Menurutnya, diskusi seperti Politics Reborn ini penting sebagai sarana menyerap suara dan kegelisahan anak muda yang beragam, untuk kemudian diteruskan sebagai rekomendasi kepada pemerintah.
“Kami mendengarkan, berdiskusi lalu mencari solusi. Anak muda harus bergerak secara konsisten. Dari keresahan menjadi gerakan dan dari gerakan lahirlah kebijakan,” katanya.
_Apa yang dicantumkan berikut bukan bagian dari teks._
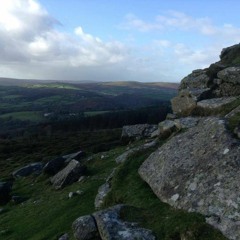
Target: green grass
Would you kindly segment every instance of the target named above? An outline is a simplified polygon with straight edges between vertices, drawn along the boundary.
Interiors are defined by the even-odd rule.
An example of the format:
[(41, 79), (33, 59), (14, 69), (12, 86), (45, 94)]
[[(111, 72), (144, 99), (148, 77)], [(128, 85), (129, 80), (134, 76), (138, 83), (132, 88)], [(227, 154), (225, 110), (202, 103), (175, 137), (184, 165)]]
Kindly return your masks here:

Penulis buku Perempuan Tunarungu, Menembus Batas ini pun menyoroti minimnya representasi perempuan dalam politik. Dia menyebut target 30 persen keterwakilan perempuan belum tercapai, dan anak muda termasuk perempuan, harus diberi ruang lebih besar. Generasi Z dan milenial akan menjadi pemimpin berikutnya, maka suara mereka perlu dihadirkan dari sekarang.
"Suara anak muda itu sekarang sangat penting," kata Staf Khusus Presiden periode 2019-2024 ini.
Hadir pula dalam acara itu, Akademisi Hilma Fanniar Rohman turut memperkuat pandangan tersebut. Dia menekankan bahwa anak muda tak boleh hanya jadi “lumbung suara” saat Pemilu.
“Politics Reborn itu bagaimana anak-anak muda bisa berperan aktif dan berpartisipasi dalam agenda politik nasional. Tidak hanya menjadi voter, tapi juga ikut mengisi kekuasaan itu sendiri,” ucapnya.
Dia menyayangkan banyaknya suara anak muda yang tak tersalurkan akibat aturan ambang batas parlemen (parliamentary threshold). Ini memperlihatkan lemahnya keterwakilan politik generasi muda.